Shimokawa T, Nakayama Y, Minato N, Natsuaki M, Itou T
Department of Cardiovascular Surgery, Saga Medical School, Japan.
Nihon Kyobu Geka Gakkai Zasshi. 1995 Mar;43(3):331-4.
Horner syndrome due to mediastinal neurinoma has been reported rare cases so far. We experienced a 55-year-old woman who developed Hornor syndrome due to mediastinal neurinoma and the patient received operation with no major complication. She was admitted to our hospital because of the left shoulder pain and the dilatation of the mediastinum on chest X-ray. She was found to have the left mild ptosis and CT scan showed left upper mediastinal tumor (12 cm in diameter) with tracheal compression. Aortography showed a 8.6 cm tumor stein and lower deviation of aortic arch. The feeding artery was branch of thyrocervical artery. Mediastinal neurinema was found by biopsy.
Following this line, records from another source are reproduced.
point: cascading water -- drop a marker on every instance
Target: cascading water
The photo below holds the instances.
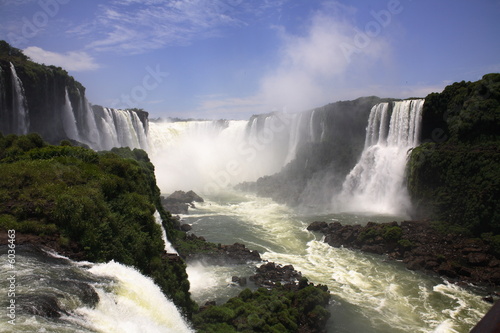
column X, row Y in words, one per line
column 168, row 246
column 207, row 156
column 69, row 120
column 21, row 122
column 55, row 294
column 376, row 183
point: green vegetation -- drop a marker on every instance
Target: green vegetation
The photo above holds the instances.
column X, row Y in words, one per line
column 102, row 201
column 276, row 310
column 455, row 178
column 389, row 233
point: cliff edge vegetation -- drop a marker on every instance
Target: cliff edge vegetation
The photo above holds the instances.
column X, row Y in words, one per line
column 102, row 201
column 454, row 176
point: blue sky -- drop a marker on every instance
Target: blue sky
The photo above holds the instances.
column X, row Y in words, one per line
column 234, row 58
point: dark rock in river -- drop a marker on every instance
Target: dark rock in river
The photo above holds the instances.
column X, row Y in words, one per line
column 180, row 201
column 270, row 274
column 420, row 247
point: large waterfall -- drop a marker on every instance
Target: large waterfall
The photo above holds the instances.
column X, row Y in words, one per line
column 376, row 183
column 211, row 155
column 19, row 117
column 55, row 294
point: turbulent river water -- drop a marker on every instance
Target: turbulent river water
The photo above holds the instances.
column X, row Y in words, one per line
column 370, row 293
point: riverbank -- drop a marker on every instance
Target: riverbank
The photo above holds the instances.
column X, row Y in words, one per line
column 420, row 246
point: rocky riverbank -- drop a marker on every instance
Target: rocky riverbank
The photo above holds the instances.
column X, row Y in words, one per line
column 420, row 247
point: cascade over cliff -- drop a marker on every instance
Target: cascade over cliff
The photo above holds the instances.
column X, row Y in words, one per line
column 48, row 101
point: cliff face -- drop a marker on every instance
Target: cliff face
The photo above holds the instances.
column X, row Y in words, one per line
column 48, row 101
column 455, row 175
column 98, row 206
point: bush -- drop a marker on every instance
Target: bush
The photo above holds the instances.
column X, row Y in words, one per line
column 101, row 201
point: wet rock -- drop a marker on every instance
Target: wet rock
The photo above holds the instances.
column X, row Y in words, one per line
column 317, row 226
column 186, row 227
column 45, row 306
column 420, row 247
column 180, row 201
column 242, row 281
column 270, row 274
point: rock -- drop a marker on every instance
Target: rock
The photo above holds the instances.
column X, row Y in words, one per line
column 45, row 306
column 186, row 227
column 420, row 247
column 317, row 226
column 180, row 201
column 242, row 281
column 478, row 259
column 270, row 275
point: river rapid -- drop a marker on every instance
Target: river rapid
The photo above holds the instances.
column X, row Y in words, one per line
column 369, row 292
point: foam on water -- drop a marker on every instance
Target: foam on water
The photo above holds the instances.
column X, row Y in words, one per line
column 389, row 297
column 134, row 304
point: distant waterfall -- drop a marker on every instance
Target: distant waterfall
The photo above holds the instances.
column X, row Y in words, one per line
column 69, row 121
column 211, row 155
column 168, row 246
column 55, row 294
column 375, row 184
column 20, row 107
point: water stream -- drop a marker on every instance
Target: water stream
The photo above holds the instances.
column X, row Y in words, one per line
column 370, row 293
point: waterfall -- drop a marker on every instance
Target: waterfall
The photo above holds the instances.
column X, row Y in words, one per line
column 20, row 107
column 376, row 183
column 206, row 156
column 69, row 120
column 168, row 246
column 55, row 294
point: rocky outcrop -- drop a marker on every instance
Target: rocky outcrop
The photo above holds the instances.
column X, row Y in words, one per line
column 180, row 201
column 420, row 247
column 270, row 275
column 197, row 248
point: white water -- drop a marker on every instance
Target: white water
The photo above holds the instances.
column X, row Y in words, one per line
column 135, row 304
column 207, row 156
column 370, row 294
column 68, row 118
column 20, row 112
column 376, row 183
column 168, row 246
column 129, row 302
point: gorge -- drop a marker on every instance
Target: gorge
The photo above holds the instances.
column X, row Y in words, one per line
column 350, row 162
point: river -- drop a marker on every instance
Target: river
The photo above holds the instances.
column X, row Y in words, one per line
column 369, row 292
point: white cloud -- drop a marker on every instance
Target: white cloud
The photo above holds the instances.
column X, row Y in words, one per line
column 315, row 68
column 137, row 26
column 221, row 106
column 71, row 61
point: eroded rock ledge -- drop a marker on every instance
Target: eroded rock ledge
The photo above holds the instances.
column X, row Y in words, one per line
column 420, row 247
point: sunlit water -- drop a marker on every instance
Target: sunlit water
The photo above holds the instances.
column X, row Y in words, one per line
column 370, row 293
column 128, row 302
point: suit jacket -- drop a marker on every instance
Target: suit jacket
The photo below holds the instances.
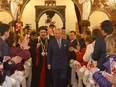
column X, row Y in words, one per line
column 58, row 57
column 72, row 55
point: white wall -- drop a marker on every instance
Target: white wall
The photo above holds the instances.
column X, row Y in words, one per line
column 97, row 17
column 5, row 17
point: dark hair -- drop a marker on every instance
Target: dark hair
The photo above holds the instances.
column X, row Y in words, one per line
column 89, row 39
column 73, row 32
column 4, row 28
column 87, row 32
column 107, row 26
column 33, row 33
column 11, row 39
column 96, row 33
column 42, row 28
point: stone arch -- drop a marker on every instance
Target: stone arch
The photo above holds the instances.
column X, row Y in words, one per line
column 40, row 10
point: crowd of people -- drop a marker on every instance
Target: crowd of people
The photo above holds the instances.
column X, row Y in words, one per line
column 49, row 57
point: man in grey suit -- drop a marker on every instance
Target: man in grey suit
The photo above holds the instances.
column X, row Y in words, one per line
column 57, row 59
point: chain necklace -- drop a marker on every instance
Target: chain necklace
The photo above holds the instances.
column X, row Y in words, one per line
column 44, row 47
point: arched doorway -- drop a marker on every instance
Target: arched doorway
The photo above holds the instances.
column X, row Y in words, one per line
column 40, row 10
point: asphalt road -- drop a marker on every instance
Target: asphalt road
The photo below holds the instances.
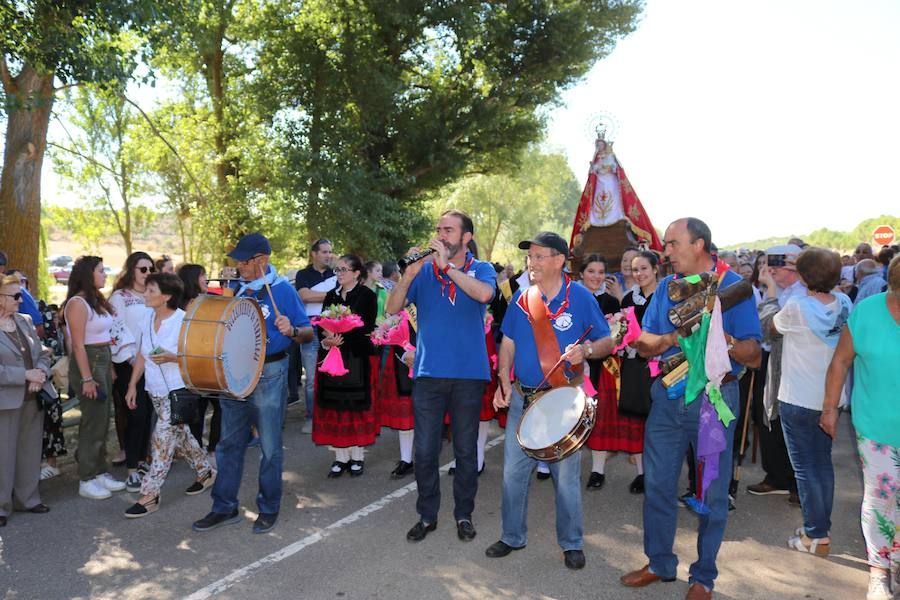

During the operation, we found the origin was the left sympathetic nerve. The post operative course was uneventful however horner syndrome was progressed due to radical resection of the tumor.
迄今为止,因纵隔神经鞘瘤导致的霍纳综合征仅有罕见病例报道。我们收治了一名55岁女性,她因纵隔神经鞘瘤出现霍纳综合征,接受手术治疗且无重大并发症。她因左肩疼痛及胸部X线显示纵隔增宽而入院。检查发现她左侧轻度上睑下垂,CT扫描显示左上纵隔肿瘤(直径12厘米)伴气管受压。主动脉造影显示一个8.6厘米的肿瘤块及主动脉弓向下移位。供血动脉为甲状腺颈干分支。经活检确诊为纵隔神经鞘瘤。手术中,我们发现肿瘤起源于左侧交感神经。术后恢复过程顺利,但由于肿瘤根治性切除,霍纳综合征有所进展。